EVALUATION OF TISSUE ENGINEERED MODELS OF THE ORAL MUCOSA TO INVESTIGATE ORAL CANDIDIASIS.
Candida albicans is a commensal organism that can be isolated from the majority of healthy individuals. However, in certain susceptible individuals C. albicans can become pathogenic leading to the mucocutaneous infection; oral candidiasis. Murine models and in vitro monolayer cultures have generated some data on the likely virulence and host factors that contribute to oral candidiasis but these models have limitations. Recently, tissue engineered oral mucosal models have been developed to mimic the normal oral mucosa but little information is available on their true representation.
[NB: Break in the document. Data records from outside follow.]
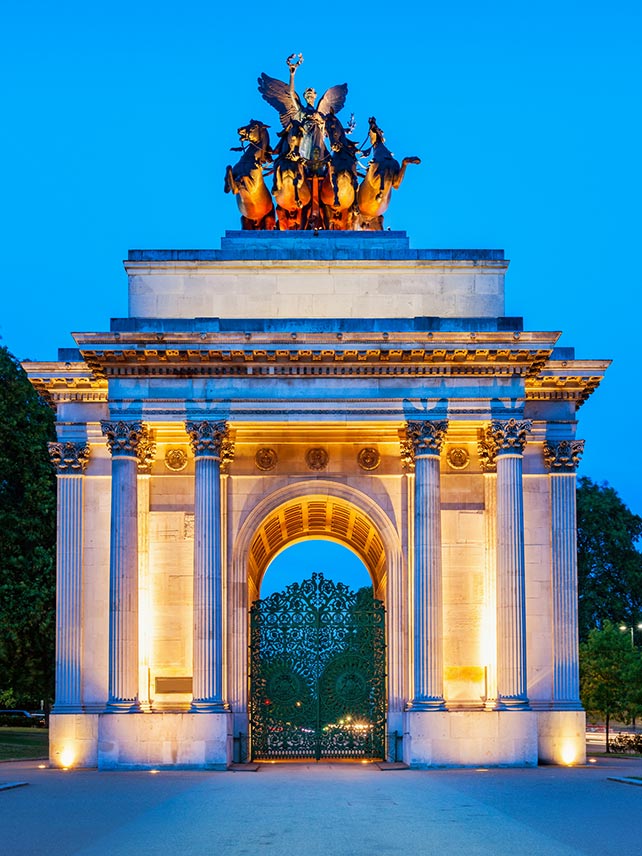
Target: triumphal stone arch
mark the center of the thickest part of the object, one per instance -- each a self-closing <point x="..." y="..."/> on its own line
<point x="315" y="377"/>
<point x="295" y="385"/>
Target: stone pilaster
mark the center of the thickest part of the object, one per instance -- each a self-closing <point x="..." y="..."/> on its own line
<point x="145" y="453"/>
<point x="123" y="440"/>
<point x="427" y="440"/>
<point x="509" y="438"/>
<point x="562" y="459"/>
<point x="212" y="447"/>
<point x="487" y="454"/>
<point x="70" y="461"/>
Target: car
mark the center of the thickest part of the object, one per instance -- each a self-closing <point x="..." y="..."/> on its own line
<point x="21" y="718"/>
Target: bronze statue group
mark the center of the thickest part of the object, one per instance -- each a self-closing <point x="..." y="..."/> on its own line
<point x="317" y="181"/>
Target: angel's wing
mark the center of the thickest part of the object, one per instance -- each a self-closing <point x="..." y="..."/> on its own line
<point x="333" y="100"/>
<point x="278" y="95"/>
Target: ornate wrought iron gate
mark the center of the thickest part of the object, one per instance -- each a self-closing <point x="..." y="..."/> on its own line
<point x="317" y="673"/>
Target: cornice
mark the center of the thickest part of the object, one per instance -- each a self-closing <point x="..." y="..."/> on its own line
<point x="173" y="266"/>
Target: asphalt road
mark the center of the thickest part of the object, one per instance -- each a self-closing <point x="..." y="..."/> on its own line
<point x="330" y="809"/>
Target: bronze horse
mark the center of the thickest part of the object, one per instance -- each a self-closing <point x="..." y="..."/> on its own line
<point x="383" y="174"/>
<point x="245" y="178"/>
<point x="290" y="189"/>
<point x="339" y="188"/>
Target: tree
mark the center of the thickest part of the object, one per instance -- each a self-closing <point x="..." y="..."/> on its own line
<point x="27" y="538"/>
<point x="606" y="665"/>
<point x="609" y="565"/>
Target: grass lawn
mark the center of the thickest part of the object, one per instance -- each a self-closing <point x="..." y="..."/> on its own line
<point x="18" y="743"/>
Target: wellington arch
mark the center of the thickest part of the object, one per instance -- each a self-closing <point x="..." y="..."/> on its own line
<point x="295" y="385"/>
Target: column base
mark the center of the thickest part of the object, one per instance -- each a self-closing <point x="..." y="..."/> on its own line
<point x="426" y="704"/>
<point x="209" y="707"/>
<point x="512" y="703"/>
<point x="122" y="706"/>
<point x="64" y="708"/>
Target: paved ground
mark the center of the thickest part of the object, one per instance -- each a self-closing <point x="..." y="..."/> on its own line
<point x="330" y="809"/>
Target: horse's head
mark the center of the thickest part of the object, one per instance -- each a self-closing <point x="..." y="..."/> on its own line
<point x="256" y="133"/>
<point x="374" y="132"/>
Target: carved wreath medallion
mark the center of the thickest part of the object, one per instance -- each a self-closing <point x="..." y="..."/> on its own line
<point x="368" y="459"/>
<point x="266" y="459"/>
<point x="458" y="458"/>
<point x="176" y="460"/>
<point x="317" y="459"/>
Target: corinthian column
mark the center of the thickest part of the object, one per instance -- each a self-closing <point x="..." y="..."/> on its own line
<point x="427" y="439"/>
<point x="562" y="459"/>
<point x="509" y="439"/>
<point x="70" y="460"/>
<point x="211" y="447"/>
<point x="123" y="439"/>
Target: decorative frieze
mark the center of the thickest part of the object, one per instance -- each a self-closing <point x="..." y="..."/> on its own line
<point x="563" y="456"/>
<point x="122" y="437"/>
<point x="509" y="436"/>
<point x="368" y="459"/>
<point x="69" y="458"/>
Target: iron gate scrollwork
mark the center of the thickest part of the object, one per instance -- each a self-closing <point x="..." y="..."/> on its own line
<point x="317" y="673"/>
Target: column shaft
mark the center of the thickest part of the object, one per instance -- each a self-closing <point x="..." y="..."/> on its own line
<point x="69" y="594"/>
<point x="511" y="597"/>
<point x="429" y="668"/>
<point x="123" y="586"/>
<point x="211" y="445"/>
<point x="208" y="668"/>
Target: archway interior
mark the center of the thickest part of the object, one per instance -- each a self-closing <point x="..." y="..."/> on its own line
<point x="299" y="560"/>
<point x="317" y="516"/>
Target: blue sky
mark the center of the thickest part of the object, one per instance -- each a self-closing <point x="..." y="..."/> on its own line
<point x="118" y="119"/>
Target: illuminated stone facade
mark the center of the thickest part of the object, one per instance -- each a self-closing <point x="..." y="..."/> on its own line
<point x="324" y="385"/>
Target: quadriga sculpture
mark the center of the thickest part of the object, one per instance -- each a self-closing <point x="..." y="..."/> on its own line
<point x="245" y="178"/>
<point x="290" y="189"/>
<point x="383" y="174"/>
<point x="339" y="188"/>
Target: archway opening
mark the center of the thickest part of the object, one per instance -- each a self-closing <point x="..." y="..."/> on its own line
<point x="299" y="560"/>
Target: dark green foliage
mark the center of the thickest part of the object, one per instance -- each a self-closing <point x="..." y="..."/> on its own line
<point x="627" y="743"/>
<point x="609" y="564"/>
<point x="27" y="538"/>
<point x="607" y="663"/>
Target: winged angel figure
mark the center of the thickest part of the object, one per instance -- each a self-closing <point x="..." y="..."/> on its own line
<point x="283" y="97"/>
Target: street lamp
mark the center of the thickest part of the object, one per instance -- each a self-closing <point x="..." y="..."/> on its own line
<point x="625" y="627"/>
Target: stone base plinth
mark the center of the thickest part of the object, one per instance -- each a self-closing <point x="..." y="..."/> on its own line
<point x="561" y="736"/>
<point x="73" y="740"/>
<point x="470" y="738"/>
<point x="201" y="741"/>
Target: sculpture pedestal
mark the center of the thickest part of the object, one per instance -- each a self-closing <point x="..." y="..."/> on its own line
<point x="470" y="738"/>
<point x="200" y="741"/>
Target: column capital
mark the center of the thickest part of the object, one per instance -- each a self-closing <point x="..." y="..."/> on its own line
<point x="69" y="459"/>
<point x="123" y="438"/>
<point x="563" y="457"/>
<point x="509" y="435"/>
<point x="487" y="452"/>
<point x="426" y="437"/>
<point x="210" y="439"/>
<point x="145" y="451"/>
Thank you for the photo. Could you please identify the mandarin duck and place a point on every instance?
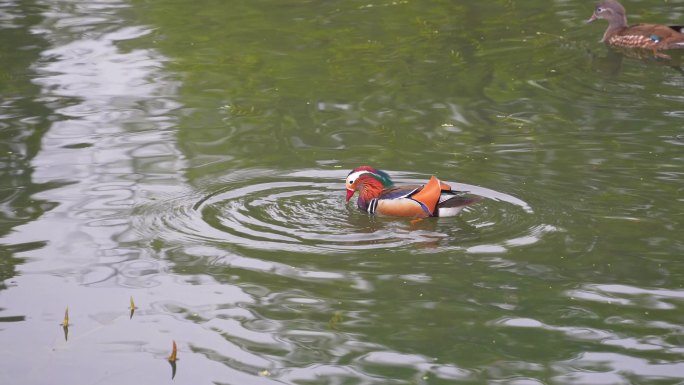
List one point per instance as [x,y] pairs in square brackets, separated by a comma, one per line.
[379,195]
[647,36]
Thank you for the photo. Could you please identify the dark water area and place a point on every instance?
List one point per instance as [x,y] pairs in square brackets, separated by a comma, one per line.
[190,157]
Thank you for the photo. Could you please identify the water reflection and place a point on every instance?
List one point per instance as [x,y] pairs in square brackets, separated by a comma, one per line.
[304,211]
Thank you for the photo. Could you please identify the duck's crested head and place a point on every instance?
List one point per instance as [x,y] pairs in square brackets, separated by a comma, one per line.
[610,10]
[361,177]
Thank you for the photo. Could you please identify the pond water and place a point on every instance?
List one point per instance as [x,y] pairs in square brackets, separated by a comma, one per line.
[190,157]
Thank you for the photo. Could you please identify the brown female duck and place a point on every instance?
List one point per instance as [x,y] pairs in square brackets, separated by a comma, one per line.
[648,36]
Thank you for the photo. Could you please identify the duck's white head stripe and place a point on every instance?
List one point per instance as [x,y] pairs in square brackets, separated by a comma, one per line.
[353,176]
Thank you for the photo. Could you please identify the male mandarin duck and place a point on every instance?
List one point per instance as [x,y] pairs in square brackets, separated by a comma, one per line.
[379,195]
[648,36]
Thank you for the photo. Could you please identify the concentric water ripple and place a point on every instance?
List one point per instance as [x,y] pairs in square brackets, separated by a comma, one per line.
[305,211]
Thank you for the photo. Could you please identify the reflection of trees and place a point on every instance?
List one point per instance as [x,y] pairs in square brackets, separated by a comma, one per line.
[23,122]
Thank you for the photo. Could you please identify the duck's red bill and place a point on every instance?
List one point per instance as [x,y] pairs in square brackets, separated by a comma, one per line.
[349,194]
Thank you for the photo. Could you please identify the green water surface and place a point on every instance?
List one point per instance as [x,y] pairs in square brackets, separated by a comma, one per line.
[191,155]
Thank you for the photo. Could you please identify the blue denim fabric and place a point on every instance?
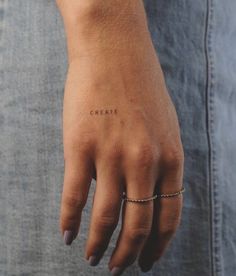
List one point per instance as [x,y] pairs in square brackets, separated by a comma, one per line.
[196,42]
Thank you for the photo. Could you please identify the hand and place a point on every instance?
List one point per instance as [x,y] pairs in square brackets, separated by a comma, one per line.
[120,127]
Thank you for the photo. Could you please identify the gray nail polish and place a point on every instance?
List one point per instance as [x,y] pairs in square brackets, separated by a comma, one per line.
[93,260]
[68,237]
[116,271]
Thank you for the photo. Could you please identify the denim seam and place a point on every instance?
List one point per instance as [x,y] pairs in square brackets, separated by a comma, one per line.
[213,184]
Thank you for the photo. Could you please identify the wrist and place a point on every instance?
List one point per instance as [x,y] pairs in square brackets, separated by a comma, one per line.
[105,26]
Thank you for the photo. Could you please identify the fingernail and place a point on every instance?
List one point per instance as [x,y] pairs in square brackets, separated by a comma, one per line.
[93,260]
[146,268]
[117,271]
[68,237]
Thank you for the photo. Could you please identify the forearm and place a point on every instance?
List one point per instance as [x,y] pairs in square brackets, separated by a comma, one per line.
[103,25]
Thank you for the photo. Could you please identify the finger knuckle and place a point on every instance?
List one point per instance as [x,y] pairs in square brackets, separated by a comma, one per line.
[169,228]
[74,201]
[173,158]
[112,152]
[106,222]
[137,235]
[143,154]
[77,145]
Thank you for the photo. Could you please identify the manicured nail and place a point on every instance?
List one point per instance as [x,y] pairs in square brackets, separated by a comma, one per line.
[146,268]
[116,271]
[93,260]
[68,237]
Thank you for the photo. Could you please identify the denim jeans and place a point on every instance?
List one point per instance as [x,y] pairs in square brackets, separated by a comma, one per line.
[196,42]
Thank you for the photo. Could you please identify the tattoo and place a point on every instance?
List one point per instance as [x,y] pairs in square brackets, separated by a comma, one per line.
[103,112]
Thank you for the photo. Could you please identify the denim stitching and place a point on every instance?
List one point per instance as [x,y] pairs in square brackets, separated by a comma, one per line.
[213,185]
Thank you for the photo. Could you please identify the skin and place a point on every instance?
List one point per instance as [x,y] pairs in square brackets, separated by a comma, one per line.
[121,128]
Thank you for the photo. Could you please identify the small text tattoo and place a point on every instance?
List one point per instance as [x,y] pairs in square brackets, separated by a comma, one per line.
[103,112]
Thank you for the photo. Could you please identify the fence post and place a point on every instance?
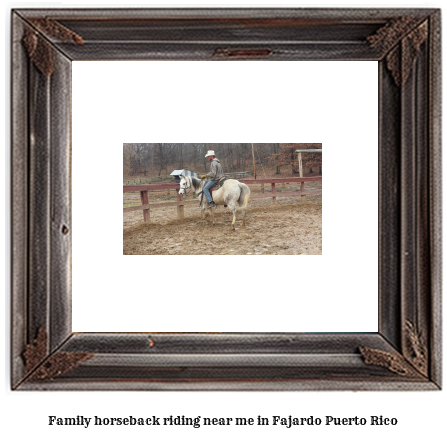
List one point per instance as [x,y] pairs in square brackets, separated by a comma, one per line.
[145,200]
[180,208]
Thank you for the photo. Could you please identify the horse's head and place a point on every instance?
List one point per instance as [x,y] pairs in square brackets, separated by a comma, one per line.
[185,183]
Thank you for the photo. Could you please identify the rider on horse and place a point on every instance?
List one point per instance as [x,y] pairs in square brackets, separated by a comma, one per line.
[216,172]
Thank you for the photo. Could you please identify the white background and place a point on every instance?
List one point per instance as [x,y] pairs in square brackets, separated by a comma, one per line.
[419,414]
[335,103]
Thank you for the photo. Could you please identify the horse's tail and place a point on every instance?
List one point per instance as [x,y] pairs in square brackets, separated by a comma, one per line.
[244,196]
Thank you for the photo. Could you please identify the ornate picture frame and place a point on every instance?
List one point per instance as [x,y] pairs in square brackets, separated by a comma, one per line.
[405,353]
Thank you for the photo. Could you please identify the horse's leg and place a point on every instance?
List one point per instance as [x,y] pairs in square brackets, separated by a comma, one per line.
[243,217]
[233,207]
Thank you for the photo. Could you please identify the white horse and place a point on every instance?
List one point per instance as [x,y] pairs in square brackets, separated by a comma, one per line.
[233,193]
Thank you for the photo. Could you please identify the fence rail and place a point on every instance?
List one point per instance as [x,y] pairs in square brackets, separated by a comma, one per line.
[180,202]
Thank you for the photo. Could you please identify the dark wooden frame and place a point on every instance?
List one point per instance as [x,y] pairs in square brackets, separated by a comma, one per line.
[405,354]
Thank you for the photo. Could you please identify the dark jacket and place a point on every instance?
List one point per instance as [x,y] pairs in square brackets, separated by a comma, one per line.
[216,170]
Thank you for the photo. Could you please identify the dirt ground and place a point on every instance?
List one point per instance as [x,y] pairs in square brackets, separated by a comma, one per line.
[290,227]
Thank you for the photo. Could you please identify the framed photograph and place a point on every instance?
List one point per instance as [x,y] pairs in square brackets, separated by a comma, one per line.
[183,342]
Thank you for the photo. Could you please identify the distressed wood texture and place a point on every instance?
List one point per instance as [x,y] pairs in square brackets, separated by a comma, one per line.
[405,354]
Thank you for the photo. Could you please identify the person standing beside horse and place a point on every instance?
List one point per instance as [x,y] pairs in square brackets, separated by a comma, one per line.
[215,173]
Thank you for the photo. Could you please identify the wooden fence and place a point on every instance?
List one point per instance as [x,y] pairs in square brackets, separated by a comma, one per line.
[180,202]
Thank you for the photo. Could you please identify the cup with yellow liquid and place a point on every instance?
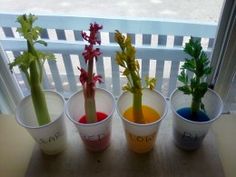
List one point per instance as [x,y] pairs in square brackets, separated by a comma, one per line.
[142,137]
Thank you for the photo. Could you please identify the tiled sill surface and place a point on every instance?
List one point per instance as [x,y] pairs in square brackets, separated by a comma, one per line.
[16,146]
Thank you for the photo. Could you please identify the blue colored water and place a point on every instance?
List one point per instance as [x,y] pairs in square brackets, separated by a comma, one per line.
[187,114]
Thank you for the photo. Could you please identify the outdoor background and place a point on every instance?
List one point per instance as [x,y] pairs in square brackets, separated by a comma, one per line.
[199,10]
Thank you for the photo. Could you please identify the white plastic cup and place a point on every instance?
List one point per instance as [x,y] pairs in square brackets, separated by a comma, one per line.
[141,137]
[96,136]
[51,137]
[188,134]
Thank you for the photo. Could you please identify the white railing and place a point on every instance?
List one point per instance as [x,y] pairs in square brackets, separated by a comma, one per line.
[159,45]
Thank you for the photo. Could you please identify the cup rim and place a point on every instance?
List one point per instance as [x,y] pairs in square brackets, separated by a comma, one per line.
[196,122]
[95,123]
[148,124]
[39,126]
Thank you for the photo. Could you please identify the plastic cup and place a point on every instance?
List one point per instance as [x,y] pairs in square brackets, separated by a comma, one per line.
[141,137]
[189,134]
[96,136]
[51,137]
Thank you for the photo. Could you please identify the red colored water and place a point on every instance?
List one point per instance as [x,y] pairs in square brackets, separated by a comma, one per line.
[96,142]
[100,116]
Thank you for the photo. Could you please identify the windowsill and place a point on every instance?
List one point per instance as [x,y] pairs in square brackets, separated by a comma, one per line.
[17,146]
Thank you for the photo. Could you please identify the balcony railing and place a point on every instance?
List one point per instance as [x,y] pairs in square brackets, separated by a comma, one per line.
[159,45]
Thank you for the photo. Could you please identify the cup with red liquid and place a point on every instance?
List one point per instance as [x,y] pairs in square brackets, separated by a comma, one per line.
[96,136]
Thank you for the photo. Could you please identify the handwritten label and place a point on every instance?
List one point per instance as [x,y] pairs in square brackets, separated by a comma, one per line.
[187,136]
[93,137]
[50,139]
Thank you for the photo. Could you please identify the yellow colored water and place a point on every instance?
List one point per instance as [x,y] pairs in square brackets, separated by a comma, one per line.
[150,115]
[137,143]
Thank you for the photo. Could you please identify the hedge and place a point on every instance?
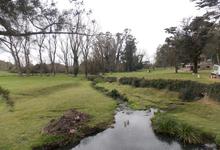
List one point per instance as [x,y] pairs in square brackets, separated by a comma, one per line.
[189,90]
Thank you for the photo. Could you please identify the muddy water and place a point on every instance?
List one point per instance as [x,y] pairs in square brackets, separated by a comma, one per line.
[132,131]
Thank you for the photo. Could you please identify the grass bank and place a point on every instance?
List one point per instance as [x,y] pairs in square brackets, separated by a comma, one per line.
[37,100]
[167,73]
[201,116]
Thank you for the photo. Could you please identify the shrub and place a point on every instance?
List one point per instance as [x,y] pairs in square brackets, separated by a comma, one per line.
[93,77]
[126,80]
[189,90]
[214,91]
[110,79]
[116,95]
[4,93]
[165,124]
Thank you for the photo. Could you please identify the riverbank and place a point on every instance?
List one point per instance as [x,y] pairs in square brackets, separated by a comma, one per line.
[38,100]
[201,115]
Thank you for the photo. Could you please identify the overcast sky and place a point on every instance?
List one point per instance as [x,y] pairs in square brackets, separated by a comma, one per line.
[146,18]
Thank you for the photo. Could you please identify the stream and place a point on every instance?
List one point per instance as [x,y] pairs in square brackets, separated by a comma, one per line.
[133,131]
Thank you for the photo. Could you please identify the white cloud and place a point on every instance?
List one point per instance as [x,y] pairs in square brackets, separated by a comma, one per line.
[146,18]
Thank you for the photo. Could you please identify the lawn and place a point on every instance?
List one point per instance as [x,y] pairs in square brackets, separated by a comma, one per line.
[203,114]
[39,99]
[168,73]
[142,98]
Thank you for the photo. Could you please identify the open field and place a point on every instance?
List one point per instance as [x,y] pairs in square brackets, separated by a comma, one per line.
[40,99]
[168,74]
[203,114]
[37,100]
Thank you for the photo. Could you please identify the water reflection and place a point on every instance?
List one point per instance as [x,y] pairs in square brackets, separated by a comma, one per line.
[132,131]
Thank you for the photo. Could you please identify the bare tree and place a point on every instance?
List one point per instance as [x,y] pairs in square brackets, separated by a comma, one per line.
[64,57]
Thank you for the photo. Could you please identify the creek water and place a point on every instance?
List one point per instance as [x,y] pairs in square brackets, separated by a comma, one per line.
[133,131]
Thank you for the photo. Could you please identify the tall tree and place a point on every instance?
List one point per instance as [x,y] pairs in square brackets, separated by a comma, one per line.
[129,53]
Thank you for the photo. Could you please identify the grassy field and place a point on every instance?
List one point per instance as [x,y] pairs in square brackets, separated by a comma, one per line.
[168,74]
[203,114]
[40,99]
[142,98]
[37,100]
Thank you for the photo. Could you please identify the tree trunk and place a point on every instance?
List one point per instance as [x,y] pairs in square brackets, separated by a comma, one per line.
[195,65]
[86,68]
[76,66]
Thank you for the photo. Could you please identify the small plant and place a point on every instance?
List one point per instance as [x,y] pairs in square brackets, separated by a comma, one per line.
[110,79]
[114,94]
[214,91]
[4,93]
[189,90]
[165,124]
In this study, we assessed the histological features of three different tissue engineered oral mucosal models compared to the normal oral mucosa and analysed both cell damage and cytokine release following infection with C. albicans. Models comprised of normal oral keratinocytes and a fibroblast-containing matrix displayed more similar immunohistological and proliferation characteristics to normal mucosa, compared to models composed of an oral carcinoma cell line. Although all models were invaded and damaged by C. albicans in a similar manner, the cytokine response was much more pronounced in models containing normal keratinocytes. These data suggest that models based on normal keratinocytes atop a fibroblast-containing connective tissue will significantly aid in dissecting the molecular pathogenesis of oral candidiasis.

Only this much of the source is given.